The test has evolved throughout the years, with an increase in the total number of questions, an increase in Type 2 and Type 3 questions, and a more homogeneous representation of the different sub-specialties. The Difficulty Index shows that the exam has had a medium difficulty level throughout all years of administration; the Discrimination Index shows that the test has increased its discrimination capacity in the last three years. While these results are encouraging, the EMNOT still faces the limitation that, as a multiple-choice examination, it only evaluates knowledge, diagnostic skills, and evaluation/decision-making skills. The assessment of surgical skills and attitudes of examinees still remains a challenge [15, 16].

Although beyond the scope of this article, the results of these exams have also helped to identify learning needs for the development of a more relevant continuing education program. Moreover, yearly reports are given to Residency Program Directors in Chile to aid in curriculum development.

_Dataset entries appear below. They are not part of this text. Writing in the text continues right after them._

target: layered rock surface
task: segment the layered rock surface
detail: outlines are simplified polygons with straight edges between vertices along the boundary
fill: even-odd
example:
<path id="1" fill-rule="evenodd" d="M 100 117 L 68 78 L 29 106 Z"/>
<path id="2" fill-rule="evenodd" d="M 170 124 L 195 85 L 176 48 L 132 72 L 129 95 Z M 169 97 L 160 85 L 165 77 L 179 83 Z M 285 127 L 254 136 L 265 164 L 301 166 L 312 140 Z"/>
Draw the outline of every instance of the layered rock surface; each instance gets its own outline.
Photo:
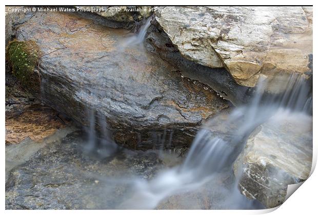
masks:
<path id="1" fill-rule="evenodd" d="M 149 17 L 148 6 L 76 6 L 76 12 L 107 27 L 131 28 Z"/>
<path id="2" fill-rule="evenodd" d="M 227 103 L 141 46 L 121 49 L 127 33 L 51 12 L 36 14 L 16 35 L 34 41 L 42 52 L 46 104 L 86 126 L 92 110 L 97 127 L 107 120 L 115 140 L 127 147 L 188 145 L 202 121 Z"/>
<path id="3" fill-rule="evenodd" d="M 191 12 L 159 7 L 155 19 L 187 59 L 225 67 L 248 87 L 255 86 L 260 74 L 271 80 L 312 71 L 312 7 L 186 8 Z"/>
<path id="4" fill-rule="evenodd" d="M 242 193 L 272 208 L 284 202 L 288 185 L 308 178 L 312 159 L 312 118 L 285 111 L 251 134 L 234 170 Z"/>

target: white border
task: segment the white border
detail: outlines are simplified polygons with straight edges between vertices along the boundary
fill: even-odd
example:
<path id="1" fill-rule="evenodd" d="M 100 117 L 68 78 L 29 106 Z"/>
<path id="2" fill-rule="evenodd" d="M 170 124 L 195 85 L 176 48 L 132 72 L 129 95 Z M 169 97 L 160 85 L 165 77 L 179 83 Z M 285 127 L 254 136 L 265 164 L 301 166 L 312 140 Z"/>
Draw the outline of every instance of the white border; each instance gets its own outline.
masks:
<path id="1" fill-rule="evenodd" d="M 313 1 L 274 1 L 274 0 L 267 0 L 266 1 L 256 2 L 255 1 L 201 1 L 196 0 L 195 1 L 189 1 L 189 0 L 180 0 L 171 1 L 171 0 L 162 0 L 160 1 L 150 1 L 145 0 L 134 1 L 133 2 L 129 0 L 116 0 L 115 1 L 101 1 L 97 0 L 89 0 L 89 1 L 69 1 L 66 2 L 65 1 L 55 0 L 51 1 L 34 1 L 30 0 L 27 2 L 21 0 L 11 0 L 11 1 L 5 1 L 4 3 L 7 5 L 297 5 L 301 4 L 302 5 L 313 5 Z M 257 4 L 259 3 L 259 4 Z M 5 5 L 3 5 L 2 7 L 3 10 L 5 11 L 4 8 Z M 2 22 L 1 22 L 1 29 L 5 29 L 5 15 L 2 15 Z M 317 35 L 316 33 L 316 21 L 313 21 L 313 35 Z M 4 36 L 5 31 L 3 31 L 3 35 Z M 5 196 L 5 104 L 3 101 L 5 101 L 5 61 L 4 59 L 5 58 L 5 43 L 3 41 L 3 51 L 2 52 L 2 59 L 1 61 L 2 73 L 2 79 L 1 79 L 1 86 L 2 87 L 2 90 L 1 93 L 0 101 L 3 101 L 2 110 L 3 114 L 1 114 L 1 121 L 2 123 L 1 124 L 1 134 L 2 137 L 3 143 L 3 150 L 1 153 L 2 153 L 3 160 L 1 163 L 1 168 L 2 172 L 3 173 L 2 180 L 1 181 L 1 184 L 2 184 L 2 193 L 3 196 Z M 315 40 L 313 41 L 313 52 L 315 51 L 315 45 L 316 43 Z M 316 65 L 317 61 L 315 54 L 313 54 L 313 65 Z M 314 75 L 314 89 L 313 94 L 314 97 L 316 94 L 316 88 L 315 87 L 317 84 L 316 79 L 315 78 Z M 314 97 L 313 100 L 313 107 L 314 110 L 315 110 L 315 107 L 316 107 L 316 102 L 315 97 Z M 316 133 L 318 131 L 317 130 L 317 126 L 316 120 L 315 120 L 315 113 L 313 114 L 313 143 L 314 143 L 314 154 L 313 159 L 313 163 L 314 164 L 313 165 L 313 167 L 315 166 L 317 159 L 317 147 L 316 144 L 315 144 L 316 140 Z M 313 170 L 313 168 L 312 169 Z M 277 210 L 272 212 L 272 214 L 315 214 L 317 210 L 317 203 L 316 200 L 316 193 L 317 192 L 317 184 L 316 182 L 318 181 L 318 174 L 317 171 L 314 171 L 310 177 L 300 187 L 300 188 L 295 191 L 295 193 L 292 194 L 291 196 L 287 200 L 287 201 Z M 5 201 L 3 199 L 2 204 L 2 210 L 5 210 Z M 37 211 L 26 211 L 26 210 L 5 210 L 5 212 L 8 214 L 26 214 L 32 213 L 32 214 L 43 214 L 45 212 L 46 214 L 52 214 L 52 213 L 61 213 L 61 214 L 86 214 L 88 213 L 93 213 L 94 214 L 102 214 L 111 213 L 112 214 L 122 214 L 129 213 L 131 214 L 148 214 L 149 213 L 153 214 L 161 214 L 161 213 L 185 213 L 185 214 L 192 214 L 193 212 L 197 214 L 260 214 L 264 213 L 267 212 L 270 212 L 273 210 L 273 209 L 269 210 L 94 210 L 91 212 L 89 210 L 46 210 L 45 211 L 41 210 Z"/>

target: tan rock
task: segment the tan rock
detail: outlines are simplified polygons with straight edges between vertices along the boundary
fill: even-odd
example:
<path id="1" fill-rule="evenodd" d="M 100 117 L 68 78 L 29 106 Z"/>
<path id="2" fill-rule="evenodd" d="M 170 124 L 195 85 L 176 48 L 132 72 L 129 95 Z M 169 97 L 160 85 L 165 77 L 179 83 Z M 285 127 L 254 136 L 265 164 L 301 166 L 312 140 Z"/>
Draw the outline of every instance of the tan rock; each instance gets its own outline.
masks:
<path id="1" fill-rule="evenodd" d="M 260 73 L 270 81 L 276 72 L 312 71 L 312 7 L 165 8 L 180 9 L 158 10 L 156 19 L 181 54 L 225 67 L 241 85 L 255 86 Z"/>

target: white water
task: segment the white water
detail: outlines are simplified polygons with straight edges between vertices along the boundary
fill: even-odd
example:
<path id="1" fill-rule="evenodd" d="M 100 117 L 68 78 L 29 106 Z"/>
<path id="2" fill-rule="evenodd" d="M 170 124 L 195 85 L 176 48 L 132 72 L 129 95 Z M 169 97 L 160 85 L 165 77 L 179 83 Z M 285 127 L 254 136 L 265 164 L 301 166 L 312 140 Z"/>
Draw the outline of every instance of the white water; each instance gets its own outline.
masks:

In a recent review, Gurgacz et al. postulated that a socially useful credentialing process in surgical specialties should adhere to three main conditions: (a) only one institution should be responsible for the credentialing process, (b) best-practice standards for design, implementation, and monitoring of the examination should be used and (c) the organization should have a strong quality-improvement culture [17]. The SCHOT develops the EMNOT with the help of experts in orthopaedic surgery and medical education. This exam has been evaluated yearly to improve its standards and to establish a certification process. We believe that future evaluations of the EMNOT should include national and international appraisals to ensure an external impartial verification of its quality level. The examination should also incorporate methods for the assessment of surgical skills and attitudes among graduating orthopaedic residents.

Conclusion

The EMNOT has evolved over several years to include higher quality questions, better discrimination, and a more representative distribution of questions covering the different orthopaedic sub-specialties. Thus, this examination developed and administered by the SCHOT represents an effective instrument for quality assurance of orthopaedic residency programs in Chile.